Cette dernière secoua la tête.

— Passons donc à table, continua la commandeuse. Que le Seigneur bénisse ces plats et celles qui les ont préparées, dit-elle, abrégeant le rituel. Bon appétit à toutes, je pense que vous êtes affamées.

Dès la bénédiction terminée, les quatre chevaleresses attaquèrent les plats sans préavis, sous les yeux médusés des deux nouvelles.

— Ambroise de Milan disait : à Rome fais comme les Romains, lança Isabelle à Manon.

Elles se servirent alors largement sur la généreuse tranche de pain qu’elles partageaient.

— Vous nous echcujerez les filles, mais entre camarades d’armes on che gène pas trop ! leur signifia Ellanore la bouche pleine.

— Oui pi, c’est qu’on a faim ! renchérit Adélaïde.

Marie-Sophie, plus distinguée, essaya de relever un peu le niveau. Elle attendit d’avoir avalé sa bouchée avant de prendre la parole.

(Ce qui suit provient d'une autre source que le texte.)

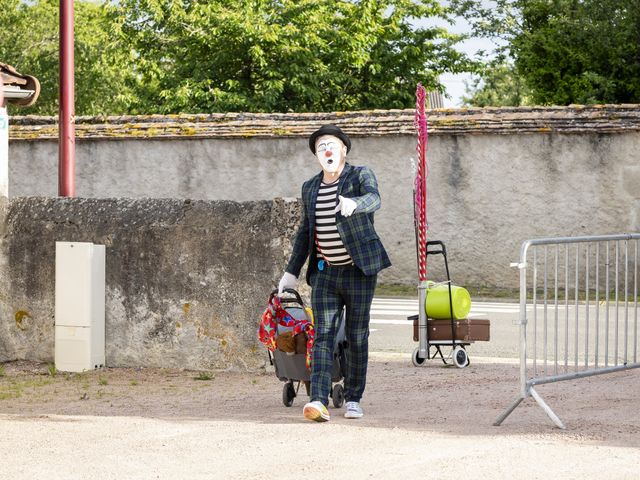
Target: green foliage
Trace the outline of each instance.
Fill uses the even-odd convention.
[[[198,373],[197,377],[193,377],[194,380],[202,380],[202,381],[213,380],[213,378],[214,376],[208,372],[200,372]]]
[[[58,0],[0,0],[0,61],[40,80],[30,114],[58,111]],[[113,36],[109,4],[75,2],[75,88],[78,114],[121,113],[131,100],[128,48]]]
[[[475,71],[462,39],[419,18],[437,0],[75,2],[77,114],[405,108],[417,82]],[[0,59],[38,77],[55,114],[58,1],[0,0]],[[19,46],[19,48],[16,48]]]
[[[415,84],[473,68],[434,0],[123,0],[140,52],[136,112],[403,108]],[[144,87],[144,88],[142,88]]]
[[[531,105],[531,91],[512,64],[491,63],[471,83],[465,83],[463,105],[470,107],[516,107]]]
[[[640,2],[535,0],[512,44],[518,70],[544,103],[640,102]]]
[[[55,364],[48,363],[47,364],[47,372],[49,372],[49,376],[55,377],[58,374],[58,369],[56,368]]]
[[[538,104],[640,103],[639,0],[454,0]]]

— Ces deux-là sont assez rustres, excusez-les. Lorsque l’on est entre nous, nous ne faisons pas tellement attention à nos manières.

— Nous vivons selon les règles de la chevalerie, compléta Opale, toutes à égalité, même moi. Le tutoiement est de rigueur.

Un petit moment se passa, les plats étaient délicieux, aussi, elles n’échangèrent que peu de mots, mais les estomacs se remplissaient.

Ellanore se frotta les mains.

— Il va falloir que je rajoute quelques strophes à la Geste de Dame Opale. Je conterai votre glorieux séjour en prison.

— T’étais pas plus glorieuse que moi je te signale ! En plus, à beugler des paillardes avec cet ivrogne de geôlier !

— Sauvées par celles que nous étions venues délivrer, faut quand même marquer le coup ! Votre Dame Layinah ne manquera pas de se pâmer en entendant vos exploits.

— Je suis certaine que ton tailleur s’amusera bien lui aussi.

Les piques volaient bas, mais dans une ambiance bon enfant, impossible à imaginer au château de Saudebiche.

Pétronille entra précipitamment dans la pièce et s’approcha d’Opale.

— Nous avons un problème. L’évêque de Besançon vient d’arriver à l’auberge avec toute sa troupe. Ils veulent passer la nuit ici.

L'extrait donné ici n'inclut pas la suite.